I had a 12 core biopsy. 5 samples positive for cancer...2 Gleason 8's, 2 Gleason 7's a 3+4 and a 4+3 and 1 Gleason 6. My Decipher score was .71. I too had a pretty good size calcification in my prostate. I was 64 years old when I was diagnosed and had treatment. I will be 67 in March. My pre-treatment PSMA PET scan indicated my cancer was confined to my prostate. The high and intermediate grade were on the left side and the low grade was on the right side. I spoke with a number of doctors who offered virtually every form of treatment. In the end, I chose TULSA PRO. I am in good shape for my age, and the radiation oncologist I spoke with was the only doctor who refused to treat me...saying that since I was young enough and in good health...I should have my prostate removed. He had not heard of TULSA PRO. After I chose that method, he asked to be updated and I have sent him every PSA Test and my MRI's and PSMA PET scan. He has been impressed with the results.
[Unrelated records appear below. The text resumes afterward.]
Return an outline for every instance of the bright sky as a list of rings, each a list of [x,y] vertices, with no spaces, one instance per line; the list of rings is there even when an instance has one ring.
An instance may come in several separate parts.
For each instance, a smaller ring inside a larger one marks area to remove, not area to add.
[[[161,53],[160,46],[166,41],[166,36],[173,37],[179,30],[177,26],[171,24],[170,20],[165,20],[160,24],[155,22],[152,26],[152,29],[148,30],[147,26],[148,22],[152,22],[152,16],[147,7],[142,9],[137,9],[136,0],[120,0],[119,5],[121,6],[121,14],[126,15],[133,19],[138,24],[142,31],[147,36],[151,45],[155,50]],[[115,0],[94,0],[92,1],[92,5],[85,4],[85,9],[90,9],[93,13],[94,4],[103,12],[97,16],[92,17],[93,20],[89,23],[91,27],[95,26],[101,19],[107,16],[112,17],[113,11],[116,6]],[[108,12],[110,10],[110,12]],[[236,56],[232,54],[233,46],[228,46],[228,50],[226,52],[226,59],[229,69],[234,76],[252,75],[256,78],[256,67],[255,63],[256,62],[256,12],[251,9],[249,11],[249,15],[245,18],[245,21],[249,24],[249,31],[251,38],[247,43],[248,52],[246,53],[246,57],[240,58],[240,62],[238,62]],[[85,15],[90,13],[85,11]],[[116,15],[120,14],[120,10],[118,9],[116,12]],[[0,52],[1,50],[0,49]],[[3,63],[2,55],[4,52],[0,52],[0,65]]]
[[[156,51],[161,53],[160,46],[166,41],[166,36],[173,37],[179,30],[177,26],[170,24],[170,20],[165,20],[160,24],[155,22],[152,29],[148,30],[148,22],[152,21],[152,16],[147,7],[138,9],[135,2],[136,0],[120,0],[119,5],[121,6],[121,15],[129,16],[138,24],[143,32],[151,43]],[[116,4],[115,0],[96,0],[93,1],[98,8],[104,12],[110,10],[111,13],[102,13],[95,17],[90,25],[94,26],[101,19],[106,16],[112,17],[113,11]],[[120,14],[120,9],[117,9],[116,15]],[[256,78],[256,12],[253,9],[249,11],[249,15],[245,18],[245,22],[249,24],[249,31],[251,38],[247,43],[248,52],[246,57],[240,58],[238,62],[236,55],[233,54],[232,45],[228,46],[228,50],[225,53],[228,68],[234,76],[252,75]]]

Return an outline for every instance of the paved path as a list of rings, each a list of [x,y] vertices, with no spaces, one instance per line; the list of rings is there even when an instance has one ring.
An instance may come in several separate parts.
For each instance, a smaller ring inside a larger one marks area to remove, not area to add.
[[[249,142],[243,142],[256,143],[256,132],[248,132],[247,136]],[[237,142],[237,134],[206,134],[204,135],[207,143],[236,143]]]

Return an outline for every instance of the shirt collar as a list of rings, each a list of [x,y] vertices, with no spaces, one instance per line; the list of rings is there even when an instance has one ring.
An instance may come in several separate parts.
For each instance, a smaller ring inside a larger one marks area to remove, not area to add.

Since my treatment, I have had numerous PSA tests (every three months and they are steady). I have had three 3T MRI's and recently had a post treatment PSMA PET scan. Everything is clear...no cancer is visible on the scans and due to the stagnant PSA tests, that too looks to be a positive. I recognize that I had high grade prostate cancer and that my Decipher score indicated that my cancer had a propensity to spread. But, I still chose TULSA PRO. Due to your calcifications, you may or may not be a candidate for that procedure. Several of the doctors in Florida offer TULSA and other procedures such as cryo or HIFU all in one location. Your Decipher score is really low. I am not sure how that ties into Gleason scores...but, it might be worth exploring and maybe get a second read on that biopsy of a Gleason 7. I recognize that it would be rare for that biopsy number to be downgraded...but, I sure wish my Decipher score had been that low. With that said, all of my functions work perfectly and I do not need medication.
Because I was not a part of a trial, my doctor had some latitude during my TULSA procedure. He was able to ablate my cancer area several times. I believe in the trials only one swipe of that area is permitted. Since my procedure, algorithms in the software have been improved that provide for a "boost" over the cancer zones. It is my understanding that they have also improved methods for cooling the urethra....which should minimize post treatment strictures. In other words, the TULSA results should improve over the original trial numbers.
The doctor did mention that he would have to approach one of the nerve bundles that control one's sex functions. He did and it does not make a difference. As mentioned, I don't need any medication for anything. My prostate went from 57cc to 20cc. So, I no longer have the urge to urinate at night like I did prior to my procedure.
I recognize that I had high grade cancer and that it has a tendency to return. If it does, I have been told they can TULSA my prostate again or have other procedures if I wish. After my recent PSMA PET scan and PSA tests, my doctor mentioned we can now move on from tests every 3 months to tests ever 6 months. I was having a PSA test every three months and MRI's every six...plus the recent PSMA PET scan. Regardless of what treatment you might have, I would guess you will be under a similar protocol.
Deciding what to do is difficult. Given the information I had at the time, I would make the same choice again. I would encourage you to search out a study of over 3,000 patients recently completed in Europe. It was a head to head between HIFU (similar to TULSA) and prostate removal. The 30 month results indicated that HIFU was more effective at preventing cancer re-occurrence. Without digging it up again, I can't recall what grade groups of prostate cancer they reviewed. But, it is worth a look. It was a large scale head to head study...so, it should be accurate. A head to head is now ongoing between TULSA and prostate removal. If the results are similar, that might be a game changer.
Again, I wish you success in choosing the plan that is right for you and much happiness in the coming years.